Le ministre des Finances Luc Frieden (CSV) a déposé le 10 mai un projet de loi réformant la loi du 11 mai 2007 qui avait inventé les sociétés de gestion de patrimoine familial (SFP). Le régime devait constituer un Ersatz de la loi de 1929 sur les holdings, désormais disparus du paysage financier luxembourgeois en raison de leur caractère préjudiciable. Toujours est-til que la fin des holdings 1929 depuis le 1er janvier 2011 n’a pas vraiment profité aux SPF, uniquement destinées aux investisseurs privés, ces derniers préférant opter pour les fonds d’investissement spécialisés (FIS) – lesquels vont également subir un lifting – ou, pourquoi pas, pour le régime des sociétés de participation financière et à défaut faire domicilier leurs holdings dans les derniers sanctuaires de la planète où ce type de structure est encore possible. Le régime des sociétés de gestion de patrimoine familial n’a donc jamais vraiment décollé au Luxembourg comme on le prévoyait et la suppression des holdings relevant de la loi de 1929 n’a pas eu l’effet de turbo attendu sur leur développement.

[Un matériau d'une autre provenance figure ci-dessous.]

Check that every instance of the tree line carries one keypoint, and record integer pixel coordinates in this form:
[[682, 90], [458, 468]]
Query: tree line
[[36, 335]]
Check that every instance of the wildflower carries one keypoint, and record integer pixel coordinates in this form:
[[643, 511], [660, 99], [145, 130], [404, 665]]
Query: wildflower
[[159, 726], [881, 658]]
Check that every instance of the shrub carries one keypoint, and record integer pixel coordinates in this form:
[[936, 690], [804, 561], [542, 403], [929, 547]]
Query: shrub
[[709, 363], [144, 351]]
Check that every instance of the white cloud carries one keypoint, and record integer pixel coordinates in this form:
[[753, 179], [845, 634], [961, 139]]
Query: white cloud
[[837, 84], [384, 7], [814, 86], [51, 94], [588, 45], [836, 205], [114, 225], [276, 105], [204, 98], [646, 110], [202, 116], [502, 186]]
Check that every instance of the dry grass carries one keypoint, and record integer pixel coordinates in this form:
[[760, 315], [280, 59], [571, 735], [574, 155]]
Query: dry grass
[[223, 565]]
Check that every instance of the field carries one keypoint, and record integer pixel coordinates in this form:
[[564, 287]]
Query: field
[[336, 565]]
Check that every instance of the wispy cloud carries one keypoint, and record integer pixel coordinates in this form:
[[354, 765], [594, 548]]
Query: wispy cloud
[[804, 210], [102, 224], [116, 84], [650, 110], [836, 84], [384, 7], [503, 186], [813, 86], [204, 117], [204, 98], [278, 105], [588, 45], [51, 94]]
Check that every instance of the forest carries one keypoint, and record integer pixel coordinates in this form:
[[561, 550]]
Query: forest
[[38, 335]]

Cet échec relatif des SPF n’a toutefois pas empêché la Commission européenne de regarder de près la conformité avec le Traité de l’UE du régime mis en place en 2007. Parce que les sociétés de gestion de patrimoine familial recevant plus de cinq pour cent du montant total des dividendes en provenance de participations dans des sociétés non-résidentes et non cotées en Bourse, qui ne sont pas soumises à un impôt comparable (sur le revenuet sur les collectivités), n’ont pas droit à l’exonération fiscale, Bruxelles avait « attiré » l’attention du gouvernement luxembourgeois en février 2010 sur une « éventuelle incompatibilité » avec les règles communautaires. En effet, selon l’exposé des motifs, la Commission voyait des différences de traitement entre une SPF investissant dans une autre société luxembourgeoise exonérée ou non d’impôt et une autre SFP faisant son marché dans des sociétés non résidentes similaires aux structures luxembourgeoises. Le projet de loi n’évoque pas de procédure contentieuse que la Commission européenne aurait pu lancer à l’encontre du grand-duché. Le ministère des Finances ne s’est d’ailleurs pas fait prier pour plancher sur une réforme législative mettant le régime des SPF au diapason avec les exigences de Bruxelles. Et pour cause, le régime qui sera mis en place en janvier 2012, si le calendrier prévu par les autorités est respecté, devrait élargir le spectre de ce type de sociétés en raison de l’abolition du critère d’exclusion à l’exonération des sociétés non résidentes et non cotées. Les ingénieurs de la finance pourraient s’en réjouir.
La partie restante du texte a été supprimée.